The analysis functions in MassWateR can be used to evaluate trends, summaries, and maps once the required data are successfully imported into R (see the data input and checks vignette for an overview). The results data file with the monitoring data is required. The data quality objectives file for accuracy is also required to automatically determine plot axis scaling as arithmetic (linear) or logarithmic and to fill results data that are below detection or above quantitation limits. The site metadata file is used to create maps. The example data included with the package are imported here to demonstrate how to use the analysis functions:

library(MassWateR)

# import results data
respth <- system.file("extdata/ExampleResults.xlsx", package = "MassWateR")
resdat <- readMWRresults(respth)
#> Running checks on results data...
#>  Checking column names... OK
#>  Checking all required columns are present... OK
#>  Checking valid Activity Types... OK
#>  Checking Activity Start Date formats... OK
#>  Checking depth data present... OK
#>  Checking for non-numeric values in Activity Depth/Height Measure... OK
#>  Checking Activity Depth/Height Unit... OK
#>  Checking Activity Relative Depth Name formats... OK
#>  Checking values in Activity Depth/Height Measure > 1 m / 3.3 ft... OK
#>  Checking Characteristic Name formats... OK
#>  Checking Result Values... OK
#>  Checking for non-numeric values in Quantitation Limit... OK
#>  Checking QC Reference Values... OK
#>  Checking for missing entries for Result Unit... OK
#>  Checking if more than one unit per Characteristic Name... OK
#>  Checking acceptable units for each entry in Characteristic Name... OK
#> 
#> All checks passed!

# import accuracy data
accpth <- system.file("extdata/ExampleDQOAccuracy.xlsx", package = "MassWateR")
accdat <- readMWRacc(accpth)
#> Running checks on data quality objectives for accuracy...
#>  Checking column names... OK
#>  Checking all required columns are present... OK
#>  Checking column types... OK
#>  Checking no "na" in Value Range... OK
#>  Checking for text other than <=, ≤, <, >=, ≥, >, ±, %, AQL, BQL, log, or all... OK
#>  Checking overlaps in Value Range... OK
#>  Checking gaps in Value Range... OK
#>  Checking Parameter formats... OK
#>  Checking for missing entries for unit (uom)... OK
#>  Checking if more than one unit (uom) per Parameter... OK
#>  Checking acceptable units (uom) for each entry in Parameter... OK
#>  Checking empty columns... OK
#> 
#> All checks passed!

# import site metadata
sitpth <- system.file("extdata/ExampleSites.xlsx", package = "MassWateR")
sitdat <- readMWRsites(sitpth)
#> Running checks on site metadata...
#>  Checking column names... OK
#>  Checking all required columns are present... OK
#>  Checking for missing latitude or longitude values... OK
#>  Checking for non-numeric values in latitude... OK
#>  Checking for non-numeric values in longitude... OK
#>  Checking for positive values in longitude... OK
#>  Checking for missing entries for Monitoring Location ID... OK
#> 
#> All checks passed!

Seasonal trends can be evaluated using the anlzMWRseason() function. This function summarizes results for a single parameter using boxplots or barplots with seasonal groups assigned to months or weeks of the year. Boxplots or barplots can also include jittered points of the observations on top or only the jittered points can be shown. Threshold lines are also shown on the plot to determine if results are near thresholds of interest. The data that are plotted can be filtered by sites, dates, result attributes, or location groups (from the site metadata file).
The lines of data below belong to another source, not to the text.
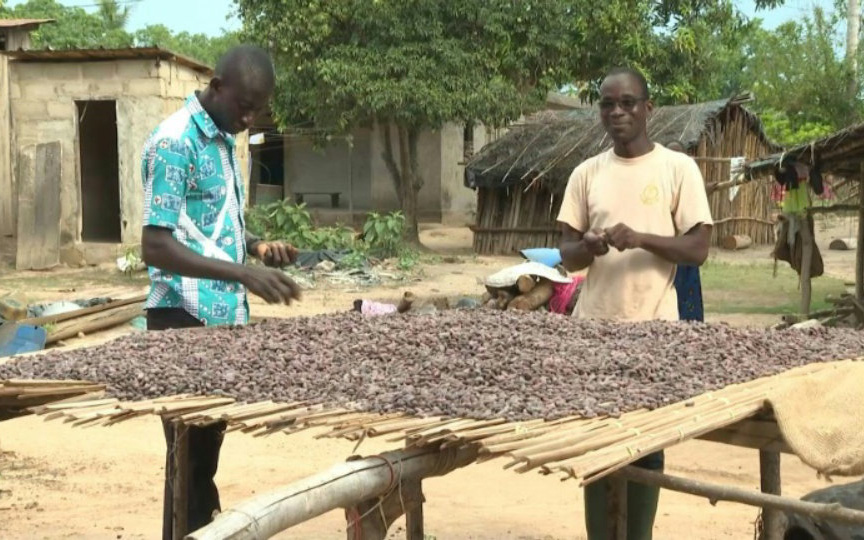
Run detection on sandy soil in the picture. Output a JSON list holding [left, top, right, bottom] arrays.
[[0, 223, 857, 538]]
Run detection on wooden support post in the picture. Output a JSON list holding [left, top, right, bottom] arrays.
[[759, 450, 783, 540], [856, 163, 864, 301], [404, 479, 425, 540], [607, 474, 628, 540], [172, 423, 191, 540], [800, 214, 814, 316]]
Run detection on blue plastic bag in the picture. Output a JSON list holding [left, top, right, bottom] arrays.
[[0, 323, 47, 357], [520, 248, 562, 268]]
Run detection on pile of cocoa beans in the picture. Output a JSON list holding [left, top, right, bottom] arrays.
[[2, 311, 864, 420]]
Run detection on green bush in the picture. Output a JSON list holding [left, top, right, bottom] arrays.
[[245, 200, 356, 251], [363, 211, 405, 258], [245, 203, 414, 269]]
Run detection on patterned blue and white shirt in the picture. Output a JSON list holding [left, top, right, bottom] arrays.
[[141, 93, 249, 326]]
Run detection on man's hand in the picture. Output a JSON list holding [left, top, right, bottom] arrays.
[[583, 228, 610, 256], [605, 224, 643, 252], [240, 266, 302, 305], [252, 241, 299, 268]]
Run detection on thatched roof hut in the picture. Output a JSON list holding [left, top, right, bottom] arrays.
[[465, 96, 780, 254]]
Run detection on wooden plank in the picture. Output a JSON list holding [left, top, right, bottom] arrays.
[[16, 142, 61, 270]]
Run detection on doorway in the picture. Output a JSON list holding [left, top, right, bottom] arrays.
[[76, 100, 121, 242]]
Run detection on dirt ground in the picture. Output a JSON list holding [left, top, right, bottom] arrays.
[[0, 223, 857, 539]]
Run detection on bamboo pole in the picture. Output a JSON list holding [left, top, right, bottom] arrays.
[[186, 445, 479, 540], [618, 466, 864, 527]]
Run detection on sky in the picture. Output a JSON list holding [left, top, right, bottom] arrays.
[[4, 0, 840, 36], [7, 0, 241, 36]]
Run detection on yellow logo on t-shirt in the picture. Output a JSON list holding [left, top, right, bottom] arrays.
[[640, 184, 660, 205]]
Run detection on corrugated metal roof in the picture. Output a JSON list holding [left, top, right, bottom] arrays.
[[3, 46, 212, 75], [0, 18, 54, 29]]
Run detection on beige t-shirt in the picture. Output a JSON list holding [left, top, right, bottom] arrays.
[[557, 144, 713, 321]]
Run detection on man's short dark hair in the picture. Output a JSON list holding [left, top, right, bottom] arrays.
[[215, 45, 275, 89], [604, 67, 650, 99]]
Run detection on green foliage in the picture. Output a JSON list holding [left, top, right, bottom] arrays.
[[362, 211, 405, 258], [245, 200, 356, 251], [0, 0, 237, 67], [758, 109, 835, 146], [739, 8, 861, 140]]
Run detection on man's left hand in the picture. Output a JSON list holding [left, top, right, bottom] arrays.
[[253, 241, 299, 268], [604, 224, 643, 251]]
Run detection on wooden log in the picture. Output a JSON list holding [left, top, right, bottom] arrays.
[[759, 450, 783, 540], [829, 237, 858, 251], [21, 294, 148, 327], [47, 304, 144, 344], [186, 445, 479, 540], [618, 465, 864, 527], [720, 234, 753, 250], [516, 275, 536, 294], [508, 278, 554, 311]]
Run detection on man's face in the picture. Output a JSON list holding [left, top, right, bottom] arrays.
[[209, 75, 273, 135], [598, 74, 652, 144]]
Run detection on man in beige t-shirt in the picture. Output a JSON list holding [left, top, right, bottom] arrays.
[[557, 68, 713, 539]]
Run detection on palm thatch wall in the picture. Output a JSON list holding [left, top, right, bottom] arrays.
[[465, 97, 780, 255]]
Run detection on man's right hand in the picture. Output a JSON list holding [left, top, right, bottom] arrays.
[[583, 229, 610, 256], [240, 266, 302, 305]]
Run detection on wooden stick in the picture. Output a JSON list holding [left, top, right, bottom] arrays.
[[618, 466, 864, 527]]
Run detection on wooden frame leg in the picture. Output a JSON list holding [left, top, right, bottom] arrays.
[[403, 479, 424, 540], [759, 450, 784, 540], [172, 423, 191, 540], [345, 479, 425, 540], [608, 474, 628, 540]]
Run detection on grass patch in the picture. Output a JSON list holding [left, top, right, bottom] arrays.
[[701, 260, 846, 315]]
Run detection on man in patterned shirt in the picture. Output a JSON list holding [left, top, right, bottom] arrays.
[[140, 45, 300, 537]]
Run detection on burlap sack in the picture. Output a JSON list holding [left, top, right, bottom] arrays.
[[769, 362, 864, 477]]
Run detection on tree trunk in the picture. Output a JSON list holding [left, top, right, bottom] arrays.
[[848, 0, 860, 99], [380, 121, 423, 245]]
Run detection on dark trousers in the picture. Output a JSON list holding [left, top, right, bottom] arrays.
[[584, 451, 664, 539], [147, 308, 225, 539]]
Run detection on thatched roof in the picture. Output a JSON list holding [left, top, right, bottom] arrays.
[[465, 96, 776, 192], [747, 122, 864, 179]]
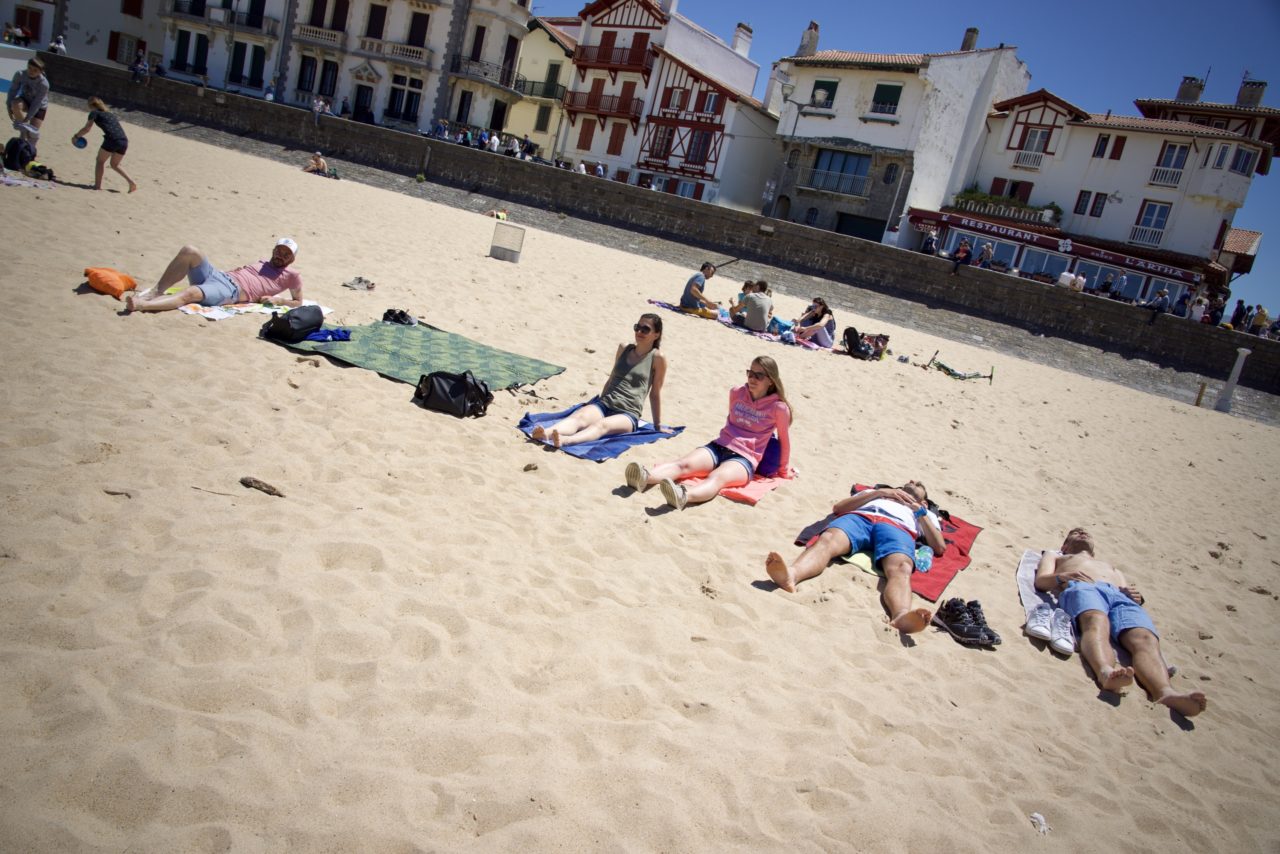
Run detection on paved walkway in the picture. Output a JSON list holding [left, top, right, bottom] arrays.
[[67, 94, 1280, 426]]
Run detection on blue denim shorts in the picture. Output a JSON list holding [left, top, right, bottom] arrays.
[[1060, 581, 1158, 641], [586, 398, 639, 432], [701, 441, 754, 480], [825, 514, 918, 566], [188, 256, 240, 306]]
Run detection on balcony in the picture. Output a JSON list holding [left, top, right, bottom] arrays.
[[950, 197, 1060, 226], [162, 0, 211, 25], [869, 101, 898, 115], [212, 8, 280, 36], [1012, 150, 1043, 170], [448, 55, 525, 94], [800, 167, 870, 198], [1149, 166, 1183, 188], [517, 79, 567, 101], [563, 91, 643, 121], [355, 36, 431, 68], [573, 44, 654, 77], [295, 23, 345, 49], [1129, 225, 1165, 247]]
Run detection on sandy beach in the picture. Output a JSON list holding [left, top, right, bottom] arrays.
[[2, 102, 1278, 852]]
The anlzMWRseason() function uses the results data as a file path or data frame as input. The input files are passed to the function using the res and acc arguments, but a named list with the same arguments can also be used with the fset argument for convenience. Below, the results for dissolved oxygen (param = "DO") are grouped by month using group = "month" and as boxplots using type = "box". A description of the summary statistics shown by a boxplot is provided in the outlier checks vignette. The relevant threshold lines for freshwater environments are shown using thresh = "fresh".

anlzMWRseason(res = resdat, param = "DO", acc = accdat, thresh = "fresh", group = "month", type = "box")
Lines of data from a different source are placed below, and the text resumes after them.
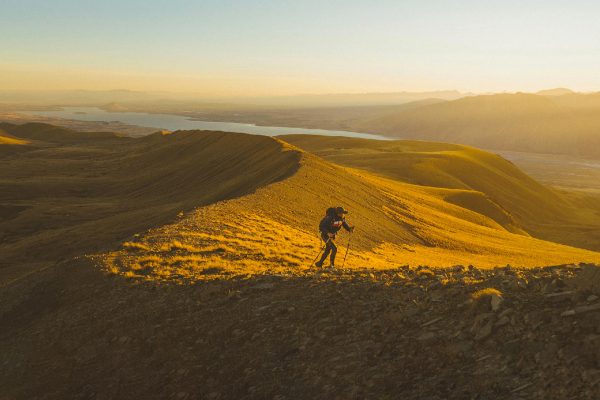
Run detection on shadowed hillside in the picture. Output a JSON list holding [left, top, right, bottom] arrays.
[[350, 93, 600, 158], [0, 123, 299, 284]]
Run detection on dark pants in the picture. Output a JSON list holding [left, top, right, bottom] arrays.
[[318, 233, 337, 265]]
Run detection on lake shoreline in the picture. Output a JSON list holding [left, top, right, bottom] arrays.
[[26, 106, 391, 140]]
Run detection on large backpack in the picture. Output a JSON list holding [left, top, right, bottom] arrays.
[[325, 207, 337, 217]]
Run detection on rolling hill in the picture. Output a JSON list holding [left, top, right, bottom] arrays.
[[0, 130, 29, 145], [2, 123, 600, 285], [3, 123, 600, 399], [96, 133, 600, 282], [536, 87, 576, 96], [350, 93, 600, 158], [279, 134, 600, 251], [0, 123, 298, 283]]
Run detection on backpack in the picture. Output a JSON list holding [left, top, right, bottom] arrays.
[[325, 207, 337, 217]]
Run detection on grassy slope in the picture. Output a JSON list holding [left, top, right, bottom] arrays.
[[279, 135, 600, 251], [3, 122, 599, 284], [349, 93, 600, 158], [0, 123, 299, 284], [101, 142, 600, 282]]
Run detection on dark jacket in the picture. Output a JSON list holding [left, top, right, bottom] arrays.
[[319, 213, 351, 236]]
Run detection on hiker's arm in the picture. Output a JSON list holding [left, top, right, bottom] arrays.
[[343, 219, 354, 232]]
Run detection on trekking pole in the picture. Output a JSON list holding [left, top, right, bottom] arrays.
[[341, 231, 353, 269]]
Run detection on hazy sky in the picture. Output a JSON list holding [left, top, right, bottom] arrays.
[[2, 0, 600, 96]]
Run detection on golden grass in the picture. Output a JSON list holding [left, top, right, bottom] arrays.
[[98, 149, 600, 283], [280, 134, 600, 251], [0, 134, 30, 145], [472, 288, 503, 301]]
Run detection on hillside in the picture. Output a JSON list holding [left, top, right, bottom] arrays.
[[0, 130, 29, 145], [3, 123, 599, 284], [536, 87, 576, 96], [0, 123, 298, 284], [279, 135, 600, 251], [349, 93, 600, 158], [3, 124, 600, 399], [99, 135, 600, 283]]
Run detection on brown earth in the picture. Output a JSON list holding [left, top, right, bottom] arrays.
[[2, 260, 600, 399]]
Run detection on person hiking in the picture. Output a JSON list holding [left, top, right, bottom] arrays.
[[315, 206, 354, 268]]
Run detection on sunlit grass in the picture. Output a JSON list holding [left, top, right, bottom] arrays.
[[97, 149, 600, 283]]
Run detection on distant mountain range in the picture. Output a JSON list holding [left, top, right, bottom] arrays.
[[535, 87, 576, 96], [350, 92, 600, 158], [0, 89, 468, 108]]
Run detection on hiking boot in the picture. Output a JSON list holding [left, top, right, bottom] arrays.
[[315, 260, 324, 268]]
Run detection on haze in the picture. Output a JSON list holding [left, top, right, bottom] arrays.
[[2, 0, 600, 96]]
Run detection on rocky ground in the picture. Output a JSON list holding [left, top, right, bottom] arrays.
[[2, 261, 600, 399]]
Jittered points over the boxplots can be shown by setting type = "jitterbox".

anlzMWRseason(res = resdat, param = "DO", acc = accdat, thresh = "fresh", group = "month", type = "jitterbox")
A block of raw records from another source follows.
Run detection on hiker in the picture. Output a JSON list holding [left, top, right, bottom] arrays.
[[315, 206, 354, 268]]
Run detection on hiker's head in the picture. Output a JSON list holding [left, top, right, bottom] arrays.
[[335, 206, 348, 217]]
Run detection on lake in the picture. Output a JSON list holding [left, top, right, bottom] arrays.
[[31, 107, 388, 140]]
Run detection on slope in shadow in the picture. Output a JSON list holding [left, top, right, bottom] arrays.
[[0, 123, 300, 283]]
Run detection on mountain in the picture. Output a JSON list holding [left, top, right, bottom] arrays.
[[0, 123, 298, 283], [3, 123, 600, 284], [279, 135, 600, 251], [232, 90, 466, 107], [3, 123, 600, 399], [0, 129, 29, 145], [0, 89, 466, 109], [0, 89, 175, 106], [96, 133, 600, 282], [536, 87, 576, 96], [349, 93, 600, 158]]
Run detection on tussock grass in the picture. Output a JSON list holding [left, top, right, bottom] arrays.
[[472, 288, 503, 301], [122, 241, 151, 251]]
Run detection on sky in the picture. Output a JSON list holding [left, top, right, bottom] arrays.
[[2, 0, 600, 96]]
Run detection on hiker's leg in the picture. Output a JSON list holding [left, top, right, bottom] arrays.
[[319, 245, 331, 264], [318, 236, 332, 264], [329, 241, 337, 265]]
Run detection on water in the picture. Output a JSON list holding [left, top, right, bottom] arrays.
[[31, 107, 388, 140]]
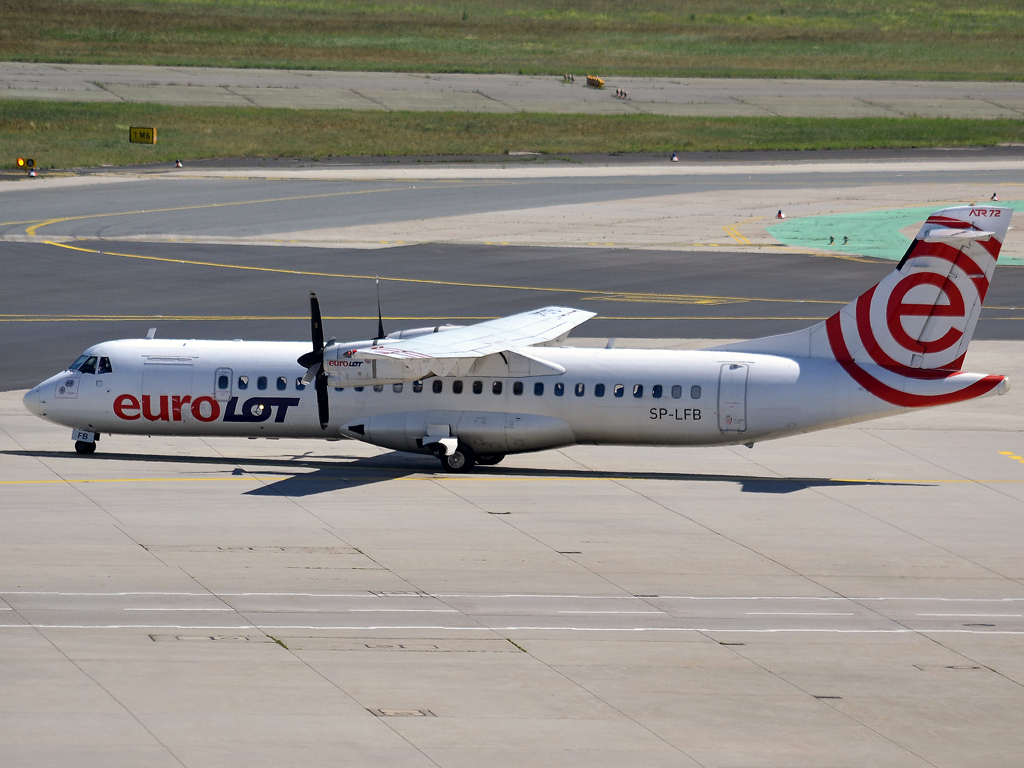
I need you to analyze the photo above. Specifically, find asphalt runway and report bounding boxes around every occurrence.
[3,160,1024,241]
[7,235,1024,391]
The same data can also be grouped by week using group = "week". The week of the year is shown on the plot as an integer. Note that there can be no common month/day indicating the start of the week between years and an integer is the only way to compare summaries if the results data span multiple years.

anlzMWRseason(res = resdat, param = "DO", acc = accdat, thresh = "fresh", group = "week", type = "box")

Barplots can be shown using type = "bar". The barplots show the average estimate for the results defined by the group argument.

anlzMWRseason(res = resdat, param = "DO", acc = accdat, thresh = "fresh", group = "month", type = "bar")

Confidence intervals at 95% for the barplots can be shown by setting confint = TRUE.

anlzMWRseason(res = resdat, param = "DO", acc = accdat, thresh = "fresh", group = "month", type = "bar", confint = TRUE)

Jittered points over the barplots can be shown by setting type = "jitterbar".

anlzMWRseason(res = resdat, param = "DO", acc = accdat, thresh = "fresh", group = "month", type = "jitterbar")

Setting type = "jitter" will show only the jittered points.

anlzMWRseason(res = resdat, param = "DO", acc = accdat, thresh = "fresh", group = "month", type = "jitter")

The threshold lines shown on each plot are determined from the thresholdMWR file included with MassWateR. These threshold lines describe relevant state standards or typical ranges in Massachusetts, if applicable for a parameter. Thresholds can be plotted for freshwater or marine environments using the thresh argument as thresh = "fresh" or thresh = "marine", respectively. Two threshold lines are typically shown, whereas some parameters may only have one threshold line. Other parameters have no information in the thresholdMWR file and lines will not be plotted. Threshold lines can be suppressed by setting thresh = "none". Below, the marine thresholds are shown for dissolved oxygen using the barplot option grouped by month.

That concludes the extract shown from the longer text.